Шрифт:
Интервал:
Закладка:
Вредные слухи, дурные.
Сплетников ловят, четвертуют, колесуют… ну, правда, в Баэле граф вешает без мучительств… да велика ли разница?
Вот ведь отчего подкатывается иной раз каффар-корчмаришка к бычьему пастуху: скажи-де людям все, как есть, ведь видел же сам, ну и скажи, а тебе от его светлости, глядишь, поблажка выйдет. Глупый каффар! Кабы знал он, о каких делах их графское сиятельство с бычьим пастухом беседы ведет, отстал бы небось…
Тоббо, однако, и тут отмалчивается.
И раньше-то был неразговорчив, а сейчас подавно слова не вытянешь. Потому и жив. Не то вряд ли бы из петли вынули. Благодарность благодарностью, а только есть такие дела, которых вроде бы и не было, и лучше о них вовсе забыть.
Вот про баб или насчет быков — иное дело.
…А чем еще хорош Муллин дан-Лалла Баэльский, так это тем, что не жаден.
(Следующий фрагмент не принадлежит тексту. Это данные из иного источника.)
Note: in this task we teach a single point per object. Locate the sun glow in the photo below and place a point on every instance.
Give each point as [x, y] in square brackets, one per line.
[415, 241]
Вот и теперь, сам уехал, а баклажку оставил: не стесняйся, мол, Тоббо, пользуйся. И хотя, сказать по правде, была мысль приберечь графскую огнянку к случаю, но — не смог: первый блаженный хмель понемногу уходил, а на смену ему ползли мысли, да такие, что и думать больно, и не отогнать без огнянки, дарующей забвение…
Племяш, несмело приблизившись, спросил о чем-то.
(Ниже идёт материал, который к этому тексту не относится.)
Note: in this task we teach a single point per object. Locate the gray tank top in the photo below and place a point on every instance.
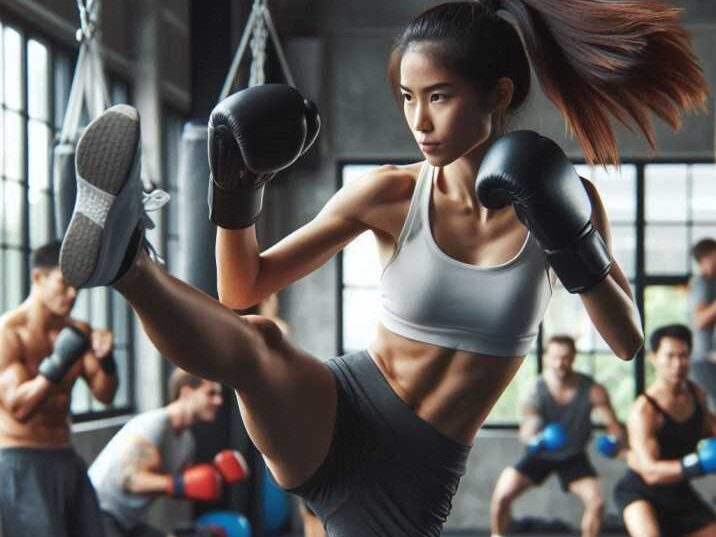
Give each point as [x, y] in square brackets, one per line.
[575, 416]
[431, 297]
[176, 450]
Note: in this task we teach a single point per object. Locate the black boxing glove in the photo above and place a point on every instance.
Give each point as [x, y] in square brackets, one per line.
[70, 344]
[532, 173]
[253, 134]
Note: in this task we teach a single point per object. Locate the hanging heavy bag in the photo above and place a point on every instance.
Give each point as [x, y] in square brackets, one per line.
[198, 234]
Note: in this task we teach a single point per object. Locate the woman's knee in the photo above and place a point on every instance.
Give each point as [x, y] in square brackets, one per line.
[268, 330]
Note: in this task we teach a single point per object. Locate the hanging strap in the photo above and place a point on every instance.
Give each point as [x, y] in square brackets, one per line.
[258, 27]
[89, 85]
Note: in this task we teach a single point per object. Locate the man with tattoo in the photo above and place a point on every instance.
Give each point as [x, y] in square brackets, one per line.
[43, 351]
[150, 455]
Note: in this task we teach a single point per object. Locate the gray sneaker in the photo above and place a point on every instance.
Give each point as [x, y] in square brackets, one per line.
[107, 227]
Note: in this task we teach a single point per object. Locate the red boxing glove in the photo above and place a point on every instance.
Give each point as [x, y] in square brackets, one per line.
[200, 482]
[232, 466]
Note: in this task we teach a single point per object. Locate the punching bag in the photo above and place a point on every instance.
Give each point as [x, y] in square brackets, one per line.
[197, 264]
[63, 176]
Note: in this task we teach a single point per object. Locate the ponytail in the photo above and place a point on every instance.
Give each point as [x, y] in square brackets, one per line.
[595, 59]
[624, 58]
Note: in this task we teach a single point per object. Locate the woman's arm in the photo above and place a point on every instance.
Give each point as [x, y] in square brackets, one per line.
[610, 304]
[246, 276]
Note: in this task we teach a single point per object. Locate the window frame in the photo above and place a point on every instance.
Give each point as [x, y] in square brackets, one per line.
[56, 50]
[640, 282]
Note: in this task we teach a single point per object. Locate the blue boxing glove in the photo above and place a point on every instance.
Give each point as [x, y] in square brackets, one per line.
[70, 344]
[608, 445]
[702, 462]
[552, 438]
Тоббо раздраженно мотнул головой.
Огнянка замутила разум, думать не хотелось, но все-таки думалось; не о бабах, не о быке, а о чем-то полузабытом, о чем и помнить не стоит, и забыть не выйдет, как ни старайся. И виделось: пламя над башнями, лазоревая накидка, вьющаяся на ветру, тень от падающего наискось шестопера, крики монахинь, намыленная петля, и вдруг, вопреки воле: замковый двор, заваленный телами в лазоревых накидках, а совсем близко — его сиятельство, привалившийся к поросшей лишайником стене…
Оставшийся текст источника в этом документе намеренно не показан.